Reforma de la Caja Fiscal, necesaria, pero improbable

El Poder Ejecutivo finalmente remitió al Legislativo el tan postergado proyecto de ley “que establece medidas para la reforma del sistema de jubilaciones y pensiones del sector público”, comúnmente conocido como Caja Fiscal. Los gremios docentes ya se declararon “en pie de guerra” y seguramente les seguirán los de otros sectores afectados, pero esto era esperable. Aparte de ello, la muy necesaria reforma se enfrenta con otros dos serios obstáculos. El primero es que el Gobierno dejó pasar demasiado tiempo y puede que ahora ya sea demasiado tarde. El segundo es que los miembros de este Congreso no tienen autoridad moral para imponerles a los demás funcionarios públicos sacrificios que ellos mismos no están dispuestos a asumir, de lo cual también es culpable Santiago Peña.

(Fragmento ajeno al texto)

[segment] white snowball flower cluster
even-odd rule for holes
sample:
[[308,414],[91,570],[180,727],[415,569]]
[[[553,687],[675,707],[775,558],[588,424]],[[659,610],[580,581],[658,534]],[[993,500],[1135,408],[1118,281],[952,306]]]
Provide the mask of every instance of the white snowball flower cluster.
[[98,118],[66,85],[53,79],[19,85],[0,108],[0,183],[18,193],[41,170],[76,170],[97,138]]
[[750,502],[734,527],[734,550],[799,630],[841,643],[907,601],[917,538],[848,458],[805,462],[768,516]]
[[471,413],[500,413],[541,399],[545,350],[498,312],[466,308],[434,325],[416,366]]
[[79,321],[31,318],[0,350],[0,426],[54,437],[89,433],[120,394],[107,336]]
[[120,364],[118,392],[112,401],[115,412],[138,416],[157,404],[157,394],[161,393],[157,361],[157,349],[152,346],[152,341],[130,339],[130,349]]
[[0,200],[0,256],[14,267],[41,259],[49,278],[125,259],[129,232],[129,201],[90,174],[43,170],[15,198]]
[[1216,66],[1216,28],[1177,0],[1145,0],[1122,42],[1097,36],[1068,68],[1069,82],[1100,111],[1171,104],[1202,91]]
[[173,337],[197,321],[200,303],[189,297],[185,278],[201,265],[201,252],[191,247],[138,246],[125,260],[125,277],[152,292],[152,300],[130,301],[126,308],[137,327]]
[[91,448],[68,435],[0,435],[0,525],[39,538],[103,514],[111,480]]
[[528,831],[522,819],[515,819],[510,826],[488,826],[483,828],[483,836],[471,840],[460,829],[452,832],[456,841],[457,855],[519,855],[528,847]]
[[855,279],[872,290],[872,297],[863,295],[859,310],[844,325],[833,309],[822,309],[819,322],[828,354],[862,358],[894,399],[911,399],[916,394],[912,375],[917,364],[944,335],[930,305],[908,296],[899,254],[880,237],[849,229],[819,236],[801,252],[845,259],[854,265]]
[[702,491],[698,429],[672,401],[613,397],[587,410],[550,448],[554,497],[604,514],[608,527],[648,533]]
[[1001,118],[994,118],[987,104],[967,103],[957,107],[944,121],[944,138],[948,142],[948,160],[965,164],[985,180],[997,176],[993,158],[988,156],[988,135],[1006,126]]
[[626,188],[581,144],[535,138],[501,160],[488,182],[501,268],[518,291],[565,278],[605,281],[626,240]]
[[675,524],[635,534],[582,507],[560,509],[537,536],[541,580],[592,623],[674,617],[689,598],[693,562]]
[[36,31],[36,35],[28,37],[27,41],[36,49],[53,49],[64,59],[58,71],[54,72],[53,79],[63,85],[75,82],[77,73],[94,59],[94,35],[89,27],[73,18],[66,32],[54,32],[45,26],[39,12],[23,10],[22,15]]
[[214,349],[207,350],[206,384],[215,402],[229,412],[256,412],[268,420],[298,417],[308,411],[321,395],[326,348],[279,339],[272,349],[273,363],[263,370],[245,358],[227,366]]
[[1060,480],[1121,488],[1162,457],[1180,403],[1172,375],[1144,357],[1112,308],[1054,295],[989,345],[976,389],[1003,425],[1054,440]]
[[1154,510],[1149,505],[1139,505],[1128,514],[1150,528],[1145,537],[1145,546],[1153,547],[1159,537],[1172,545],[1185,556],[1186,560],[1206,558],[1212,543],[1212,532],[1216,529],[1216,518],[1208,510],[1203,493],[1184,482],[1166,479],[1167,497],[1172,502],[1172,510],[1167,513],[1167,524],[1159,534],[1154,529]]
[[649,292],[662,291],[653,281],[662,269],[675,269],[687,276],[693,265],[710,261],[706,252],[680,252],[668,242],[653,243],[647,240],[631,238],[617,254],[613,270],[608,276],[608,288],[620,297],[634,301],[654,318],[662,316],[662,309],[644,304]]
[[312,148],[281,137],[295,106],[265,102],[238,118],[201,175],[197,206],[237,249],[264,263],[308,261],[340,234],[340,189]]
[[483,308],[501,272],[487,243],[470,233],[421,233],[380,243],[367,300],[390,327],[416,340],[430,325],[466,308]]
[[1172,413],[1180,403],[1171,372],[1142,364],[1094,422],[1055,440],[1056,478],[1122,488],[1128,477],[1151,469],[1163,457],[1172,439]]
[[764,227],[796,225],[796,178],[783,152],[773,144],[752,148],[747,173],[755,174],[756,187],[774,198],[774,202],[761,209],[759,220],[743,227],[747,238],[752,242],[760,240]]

Prácticamente todos los especialistas de distintas corrientes –con muy contadas excepciones, sobre todo entre quienes promueven una expansión desmedida del gasto estatal y de la emisión monetaria–, así como agentes económicos, personas informadas, organismos internacionales y calificadoras de riesgo, coinciden en que la reforma de la Caja Fiscal, cuyo déficit casi se duplica cada año en progresión geométrica, es crucial, tanto para darle cierta viabilidad al sistema de jubilaciones y pensiones de los funcionarios como para la misma sostenibilidad de las finanzas públicas.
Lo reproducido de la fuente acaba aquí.